The Benefits of Financial Independence
One of the biggest benefits of reaching financial independence is that it opens options. When you are no longer reliant on a paycheck to support your lifestyle, you have much more flexibility when deciding how to balance your life. Such balance could mean spending more time with your kids, traveling, volunteering more, working part-time, pursuing a new career, or anything else that your prior work schedule prevented you from doing.
The Reality of Financial Independence
While financial independence is great once you achieve it, getting there takes time, discipline, and often involves some sacrifices in current lifestyle. This helps explain why the timing of financial independence typically lines up with a traditional retirement age of around 65. However, those who want to reach financial independence earlier must accelerate the wealth-building process.
In the most basic sense, you build wealth by saving money. And to save more dollars than you currently are, you can either increase your income or reduce your spending. For some people, this means pursuing a higher paying job (one that could carry more stress or longer hours), while for others, it means spending less. Regardless of where you fall on the spectrum, to build the wealth required to reach financial independence at a relatively young age, you must save much more aggressively than the average American.
What’s Best for You?
The timing of financial independence is different for everyone. For many people, the delayed gratification required to reach financial independence earlier in life simply isn’t worth the sacrifice in current lifestyle.
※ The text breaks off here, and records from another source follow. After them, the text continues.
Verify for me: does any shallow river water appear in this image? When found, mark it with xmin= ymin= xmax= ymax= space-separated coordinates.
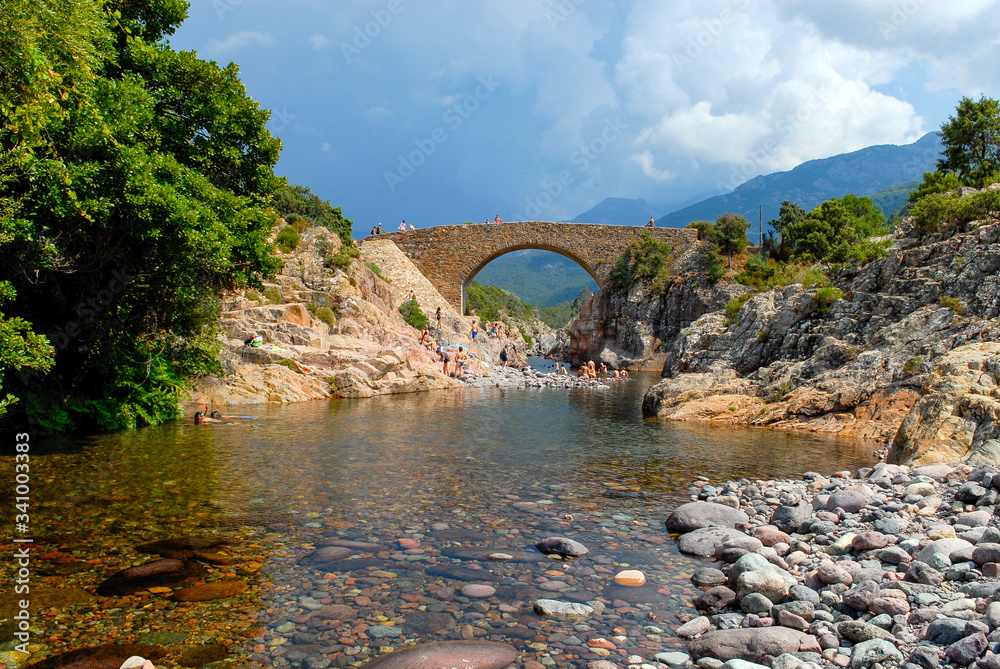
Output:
xmin=0 ymin=376 xmax=873 ymax=669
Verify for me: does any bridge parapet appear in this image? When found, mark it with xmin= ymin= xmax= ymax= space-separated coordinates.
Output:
xmin=380 ymin=221 xmax=698 ymax=313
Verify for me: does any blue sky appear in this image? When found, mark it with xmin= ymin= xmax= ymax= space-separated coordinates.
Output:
xmin=171 ymin=0 xmax=1000 ymax=236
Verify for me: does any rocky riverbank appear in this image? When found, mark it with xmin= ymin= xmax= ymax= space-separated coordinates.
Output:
xmin=643 ymin=185 xmax=1000 ymax=465
xmin=666 ymin=463 xmax=1000 ymax=669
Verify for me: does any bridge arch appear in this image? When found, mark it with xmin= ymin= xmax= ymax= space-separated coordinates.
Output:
xmin=379 ymin=221 xmax=698 ymax=313
xmin=461 ymin=244 xmax=604 ymax=313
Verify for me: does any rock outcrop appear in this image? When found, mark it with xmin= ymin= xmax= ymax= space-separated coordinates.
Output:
xmin=566 ymin=246 xmax=749 ymax=371
xmin=192 ymin=228 xmax=455 ymax=406
xmin=643 ymin=185 xmax=1000 ymax=463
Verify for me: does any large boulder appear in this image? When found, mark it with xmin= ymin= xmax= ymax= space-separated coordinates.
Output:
xmin=677 ymin=527 xmax=747 ymax=557
xmin=666 ymin=502 xmax=750 ymax=534
xmin=688 ymin=627 xmax=808 ymax=662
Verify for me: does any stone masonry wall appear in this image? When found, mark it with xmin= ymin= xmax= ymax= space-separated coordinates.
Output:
xmin=378 ymin=221 xmax=697 ymax=313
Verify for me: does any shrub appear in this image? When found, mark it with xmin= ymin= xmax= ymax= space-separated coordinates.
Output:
xmin=274 ymin=358 xmax=302 ymax=374
xmin=365 ymin=262 xmax=392 ymax=283
xmin=608 ymin=230 xmax=672 ymax=289
xmin=941 ymin=295 xmax=968 ymax=316
xmin=264 ymin=286 xmax=281 ymax=304
xmin=687 ymin=221 xmax=715 ymax=242
xmin=399 ymin=300 xmax=430 ymax=330
xmin=323 ymin=244 xmax=361 ymax=272
xmin=816 ymin=286 xmax=844 ymax=316
xmin=725 ymin=293 xmax=753 ymax=327
xmin=701 ymin=244 xmax=726 ymax=283
xmin=903 ymin=355 xmax=924 ymax=376
xmin=274 ymin=225 xmax=302 ymax=253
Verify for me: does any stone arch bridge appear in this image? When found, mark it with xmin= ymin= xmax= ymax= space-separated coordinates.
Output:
xmin=369 ymin=221 xmax=698 ymax=313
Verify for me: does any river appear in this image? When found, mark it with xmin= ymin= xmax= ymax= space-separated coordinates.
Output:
xmin=0 ymin=375 xmax=872 ymax=669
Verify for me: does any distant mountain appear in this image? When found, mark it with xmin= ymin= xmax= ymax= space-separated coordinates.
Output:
xmin=571 ymin=197 xmax=664 ymax=225
xmin=476 ymin=249 xmax=596 ymax=307
xmin=656 ymin=132 xmax=941 ymax=228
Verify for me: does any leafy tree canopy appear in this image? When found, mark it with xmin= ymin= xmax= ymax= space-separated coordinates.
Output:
xmin=938 ymin=95 xmax=1000 ymax=186
xmin=272 ymin=183 xmax=354 ymax=244
xmin=0 ymin=0 xmax=280 ymax=431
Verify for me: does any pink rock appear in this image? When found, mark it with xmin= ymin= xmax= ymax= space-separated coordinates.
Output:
xmin=753 ymin=525 xmax=792 ymax=546
xmin=364 ymin=641 xmax=517 ymax=669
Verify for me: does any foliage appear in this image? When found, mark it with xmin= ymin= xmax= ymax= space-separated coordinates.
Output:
xmin=271 ymin=183 xmax=354 ymax=246
xmin=365 ymin=262 xmax=392 ymax=283
xmin=0 ymin=0 xmax=280 ymax=432
xmin=465 ymin=281 xmax=538 ymax=322
xmin=711 ymin=214 xmax=750 ymax=269
xmin=263 ymin=286 xmax=282 ymax=304
xmin=538 ymin=288 xmax=591 ymax=329
xmin=725 ymin=293 xmax=753 ymax=327
xmin=816 ymin=286 xmax=844 ymax=316
xmin=274 ymin=358 xmax=302 ymax=374
xmin=274 ymin=225 xmax=302 ymax=253
xmin=771 ymin=195 xmax=888 ymax=264
xmin=608 ymin=230 xmax=672 ymax=290
xmin=685 ymin=221 xmax=715 ymax=242
xmin=911 ymin=190 xmax=1000 ymax=233
xmin=938 ymin=95 xmax=1000 ymax=186
xmin=701 ymin=248 xmax=726 ymax=283
xmin=399 ymin=299 xmax=430 ymax=330
xmin=941 ymin=295 xmax=968 ymax=316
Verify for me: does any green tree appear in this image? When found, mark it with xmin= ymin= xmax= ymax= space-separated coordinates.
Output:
xmin=938 ymin=95 xmax=1000 ymax=186
xmin=0 ymin=0 xmax=280 ymax=430
xmin=712 ymin=213 xmax=750 ymax=269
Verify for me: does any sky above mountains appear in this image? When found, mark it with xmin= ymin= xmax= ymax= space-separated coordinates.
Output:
xmin=170 ymin=0 xmax=1000 ymax=236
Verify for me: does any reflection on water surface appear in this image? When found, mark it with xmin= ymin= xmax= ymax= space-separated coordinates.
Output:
xmin=4 ymin=377 xmax=871 ymax=669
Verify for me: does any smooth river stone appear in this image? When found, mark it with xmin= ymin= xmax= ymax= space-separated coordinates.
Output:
xmin=363 ymin=641 xmax=517 ymax=669
xmin=31 ymin=643 xmax=166 ymax=669
xmin=308 ymin=546 xmax=355 ymax=563
xmin=615 ymin=569 xmax=646 ymax=587
xmin=97 ymin=558 xmax=207 ymax=597
xmin=462 ymin=583 xmax=497 ymax=599
xmin=535 ymin=537 xmax=590 ymax=557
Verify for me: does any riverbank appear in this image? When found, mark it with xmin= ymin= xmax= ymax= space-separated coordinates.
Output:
xmin=666 ymin=463 xmax=1000 ymax=669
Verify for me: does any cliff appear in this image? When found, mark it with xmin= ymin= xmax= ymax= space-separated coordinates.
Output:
xmin=191 ymin=228 xmax=456 ymax=405
xmin=643 ymin=185 xmax=1000 ymax=464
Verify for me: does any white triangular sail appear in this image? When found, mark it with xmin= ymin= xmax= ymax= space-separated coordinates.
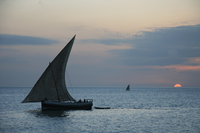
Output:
xmin=22 ymin=36 xmax=75 ymax=103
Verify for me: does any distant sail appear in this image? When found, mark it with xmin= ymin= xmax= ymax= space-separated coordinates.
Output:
xmin=126 ymin=84 xmax=130 ymax=91
xmin=22 ymin=36 xmax=75 ymax=103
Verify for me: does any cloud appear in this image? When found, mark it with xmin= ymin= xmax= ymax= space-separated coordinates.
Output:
xmin=81 ymin=25 xmax=200 ymax=66
xmin=0 ymin=34 xmax=58 ymax=45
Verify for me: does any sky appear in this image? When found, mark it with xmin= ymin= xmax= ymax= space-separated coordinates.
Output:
xmin=0 ymin=0 xmax=200 ymax=87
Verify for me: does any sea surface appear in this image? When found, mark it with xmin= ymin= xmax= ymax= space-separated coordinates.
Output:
xmin=0 ymin=86 xmax=200 ymax=133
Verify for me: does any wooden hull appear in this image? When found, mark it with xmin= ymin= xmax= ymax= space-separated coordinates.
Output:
xmin=41 ymin=101 xmax=93 ymax=110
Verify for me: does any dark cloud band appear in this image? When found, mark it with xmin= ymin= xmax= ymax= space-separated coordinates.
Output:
xmin=0 ymin=34 xmax=58 ymax=45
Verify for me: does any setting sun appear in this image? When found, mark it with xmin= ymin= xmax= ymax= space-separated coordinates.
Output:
xmin=174 ymin=84 xmax=182 ymax=87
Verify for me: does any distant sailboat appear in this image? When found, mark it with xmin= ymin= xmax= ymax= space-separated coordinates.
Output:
xmin=22 ymin=36 xmax=93 ymax=110
xmin=126 ymin=84 xmax=130 ymax=91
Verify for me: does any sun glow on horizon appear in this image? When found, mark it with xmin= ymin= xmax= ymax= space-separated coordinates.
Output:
xmin=174 ymin=84 xmax=182 ymax=87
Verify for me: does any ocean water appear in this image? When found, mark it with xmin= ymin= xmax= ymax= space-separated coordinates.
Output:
xmin=0 ymin=87 xmax=200 ymax=133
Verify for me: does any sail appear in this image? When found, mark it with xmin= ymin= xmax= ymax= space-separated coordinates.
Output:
xmin=22 ymin=36 xmax=75 ymax=103
xmin=126 ymin=84 xmax=130 ymax=91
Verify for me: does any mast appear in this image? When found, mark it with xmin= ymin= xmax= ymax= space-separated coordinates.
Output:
xmin=22 ymin=35 xmax=76 ymax=103
xmin=49 ymin=62 xmax=60 ymax=102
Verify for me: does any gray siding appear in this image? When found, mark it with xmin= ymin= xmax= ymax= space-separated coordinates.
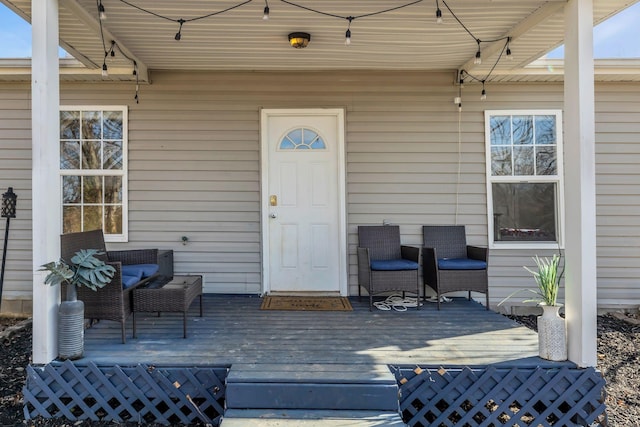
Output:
xmin=0 ymin=72 xmax=640 ymax=311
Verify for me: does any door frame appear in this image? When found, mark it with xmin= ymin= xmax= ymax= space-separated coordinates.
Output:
xmin=260 ymin=108 xmax=349 ymax=296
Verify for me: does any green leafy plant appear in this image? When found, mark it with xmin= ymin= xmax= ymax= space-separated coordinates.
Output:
xmin=38 ymin=249 xmax=116 ymax=291
xmin=498 ymin=254 xmax=564 ymax=306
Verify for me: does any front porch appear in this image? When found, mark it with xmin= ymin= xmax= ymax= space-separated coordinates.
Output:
xmin=25 ymin=294 xmax=604 ymax=426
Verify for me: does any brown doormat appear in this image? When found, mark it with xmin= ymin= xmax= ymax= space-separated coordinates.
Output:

Other people love their jobs and plan to continue working until they are “dragged out of the building,” which puts less pressure on their timeline for reaching financial independence.
However, for people who have the willingness and ability to save a large enough percentage of their income, have jobs that would be difficult to continue to the traditional retirement age, or have a vision of life that involves spending less time working in formal employment and more time pursuing other interests, early financial independence may be a worthwhile goal.
Financial independence provides freedom and flexibility, but it’s important to understand there are trade-offs and sacrifices involved in pursuing it. Adopting the goal of financial independence earlier than “normal” retirement age means embracing a lifestyle shift and taking a different path than many of your peers.
Regardless of what you decide, keep in mind that just because you reach financial independence doesn’t mean you must change anything about your life or stop working, it simply means you have that option.